O tratamento de escolha será com penicilina benzatina e as doses serão adequadas a cada situação. Assim sendo, para a forma latente recente, duas doses de 2,4 milhões de penicilina benzatina com intervalo de uma semana. Para a sífilis tardia, três doses de 2,4 milhões, totalizando 7,2 milhões de UI. Note que a penicilina benzatina é a única alternativa considerada eficaz para a prevenção da infecção congênita.


Além do uso da penicilina, algumas ações adicionais são consideradas fundamentais para o tratamento adequado da sífilis: rastreamento do parceiro e seu tratamento adequado, caso necessário; tratamento da gestante finalizado até 30 dias antes do parto, e redução dos seus títulos de VDRL, documentados por avaliações mensais.


Na impossibilidade do uso de penicilina benzatina, a gestante poderá ser tratada com ceftriaxona 1 g, IV ou IM, 1 vez/dia, por 8 a 10 dias. No entanto, para fins de definição de caso e abordagem terapêutica da sífilis congênita, considera-se que esse esquema seja um tratamento inadequado da mãe, exigindo a aplicação de protocolo de avaliação e tratamento do neonato para essa situação.


Um aspecto muito preocupante e que pode explicar o aumento de casos de sífilis congênita no Brasil é que, desde 2014, o Ministério da Saúde busca uma solução para o desabastecimento de penicilina nos serviços de saúde. Diante desse cenário, é fundamental haver campanhas de sensibilização para um problema que pode ser evitado com medidas de baixo custo e grande impacto na saúde da população.
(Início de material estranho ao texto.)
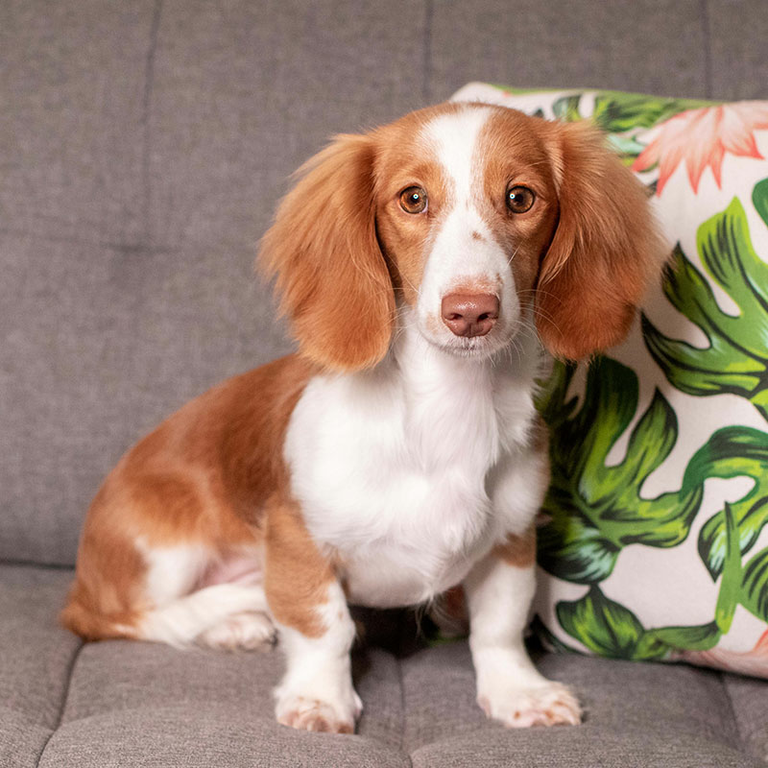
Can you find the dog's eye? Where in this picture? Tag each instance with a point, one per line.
(413, 200)
(520, 199)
Todo profissional da área da saúde deve ter em mente a importância do problema e saber manejar as situações de forma eficiente. Para tanto, existe uma ampla oferta de informações técnicas de fácil acesso disponíveis na Internet. Sugerimos o Guia de Bolso para o manejo da sífilis em gestantes e sífilis congênita,[4] produzido no ano de 2016 pela Secretaria da Saúde do Estado de São Paulo.
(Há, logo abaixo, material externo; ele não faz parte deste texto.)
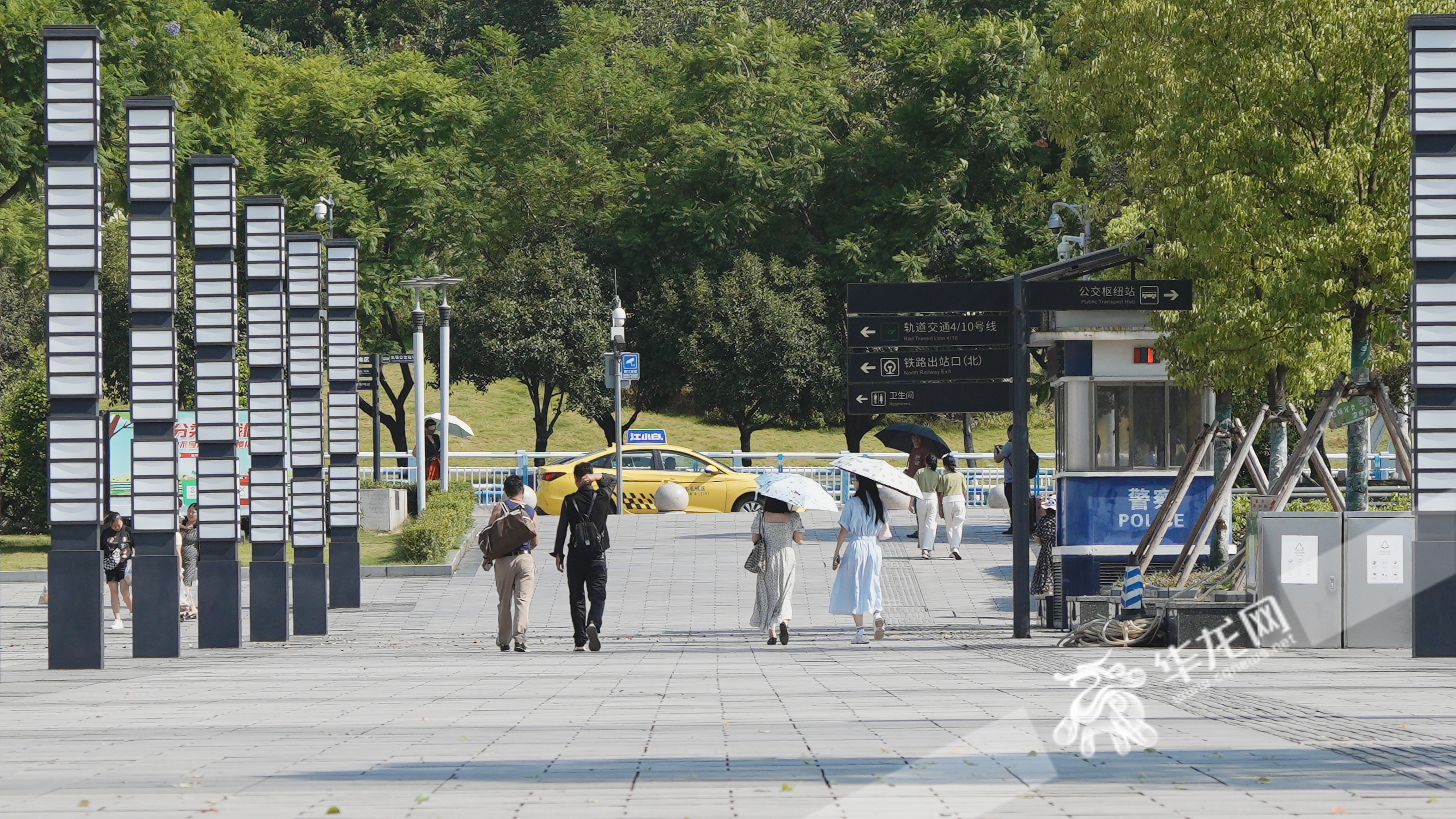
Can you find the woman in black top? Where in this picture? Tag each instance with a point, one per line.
(116, 550)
Referências bibliográficas


  1. http://agenciabrasil.ebc.com.br/geral/noticia/2016-03/sifilis-avanca-no-pais-e-deve-superar-42-mil-casos-entre-gestantes-este-ano (Acessado em 14/11/2016)
  1. http://portalsaude.saude.gov.br/index.php/cidadao/principal/agencia-saude/26100-ministerio-da-saude-lanca-acao-nacional-de-combate-a-sifilis (Acessado em 14/11/2016).
  2. Ministério da Saúde. Boletim epidemiológico Sífilis 2015. Ano IV, número 1.
  3. Secretaria de Estado da Saúde. Centro de Controle de Doenças. Programa Estadual DST/AIDS. Guia de bolso para o manejo da sífilis em gestantes e sífilis congênita. São Paulo. 2016.112p.